Speaking with journalists in Lagos, Oditah said Samsung was pressing to illegally take over the land and had written to both the Nigerian Maritime Administration and Safety Agency (NIMASA) and the Nigerian Port Authority (NPA), asking to be sold the portion of land inside LADOL, which was leased to it (Samsung) by LADOL for the Egina project.
Describing the action of Samsung as “unruly, against Nigeria’s local content law, and overall, unexpected from a mere contractor/tenant such as Samsung towards its landlord,” he made reference to corruption cases involving the company in other parts of the world, including the bribery case in Brazil, and said the company was trying to bring same to Nigeria.
“Nowhere in the world can a tenant overthrow its landlord. Samsung is a contractor in Nigeria, not an investor, and the land on which it built its facility was leased to it just for the duration of the Egina project, and is open to other contractors with similar projects.
“Samsung wrote to NIMASA and NPA, asking to be given part of LADOL’s land. If Samsung wants to build its own facility, it should first come in as an investor and ask for its own land, not LADOL’s land,” Oditah stated.
In accusing Samsung of bringing its corrupt practice to Nigeria, oil industry observers point to the under-hand dealings it allegedly used in winning the contract for the Egina FPSO project.
Samsung was reportedly the lowest bidder among the contractors who had vied for the Egina FPSO contract. However, according to sources, some “corrupt and unpatriotic Nigerians” had connived to swing the contract for Samsung, shoving aside some of the necessary conditions required of the would-be winner of the contract.

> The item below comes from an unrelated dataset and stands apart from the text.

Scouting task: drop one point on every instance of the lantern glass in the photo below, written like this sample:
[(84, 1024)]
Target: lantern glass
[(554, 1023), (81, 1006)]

Specifically, the company was said to have been handed over project after heavy bribing of corrupt government officials and the top echelon of the Nigerian National Petroleum Corporation (NNPC).
Industry observers also point to Samsung’s alleged subversion of the Nigerian Content Policy in the execution of the Egina FPSO project. According to them, the integration of the topsides of the Egina FPSO at the LADOL yard in Lagos earlier this year had seen personnel being shipped into the country from South Korea to handle the very integration of the vessel originally planned to be handled by Nigerians at the LADOL yard. The development thus created jobs for the Koreans here in Nigeria to the detriment of the Nigerian labour force, against the provisions of the Nigerian Content Act and the promise by the Nigerian Content Development and Management Board (NCDMB), NNPC, and Total, the operators of the FPSO, that the project would create substantial number of jobs for Nigerians.
There is also an ongoing controversy about Samsung demanding an extra $300 million on the Egina FPSO project. Sources have not specified what the extra $300 million being demanded by Samsung is meant for, but it was learnt that Samsung was bent on collecting the money from Total and its Egina project joint venture partners, which include NNPC, before a final hand over of the vessel.